Keisha Scarville was born to Guyanese parents who migrated to the US in the 1960s. She is a photo and mixed media artist based in Brooklyn, New York and Adjunct Faculty at the International Center of Photography. Her work has been exhibited at the Studio Museum of Harlem, Rush Arts Gallery, BRIC, Aljira, a Center for Contemporary Art, Museum of Contemporary Diasporan Arts, and The Brooklyn Museum of Art. Her work has been featured in The New York Times, TheVillage Voice, Hyperallergic, Vice, and Transition, among others. Scarville has been awarded various residencies, including from the Skowhegan School of Painting and Sculpture, Vermont Studio Center, and Baxter Street CCNY.
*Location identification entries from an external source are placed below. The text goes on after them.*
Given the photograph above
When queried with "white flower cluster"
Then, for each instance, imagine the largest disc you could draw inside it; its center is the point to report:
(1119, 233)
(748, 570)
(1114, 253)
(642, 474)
Michelle Joan Wilkinson, PhD, is a writer and curator of Guyanese descent. As a Curator at the Smithsonian Institution National Museum of African American History and Culture in Washington, DC, she works on projects related to contemporary Black life and architecture and design. In her previous roles, she curated over twenty exhibitions, including two award-winning shows: For Whom It Stands: The Flag and the American People and Material Girls: Contemporary Black Women Artists. Wilkinson holds a B.A. from Bryn Mawr College and a PhD from Emory University. In 2012, she was a fellow of the Center for Curatorial Leadership, for which she completed a short-term residency at the Design Museum in London. From 2019 2020, she was a Loeb Fellow at Harvard Graduate School of Design.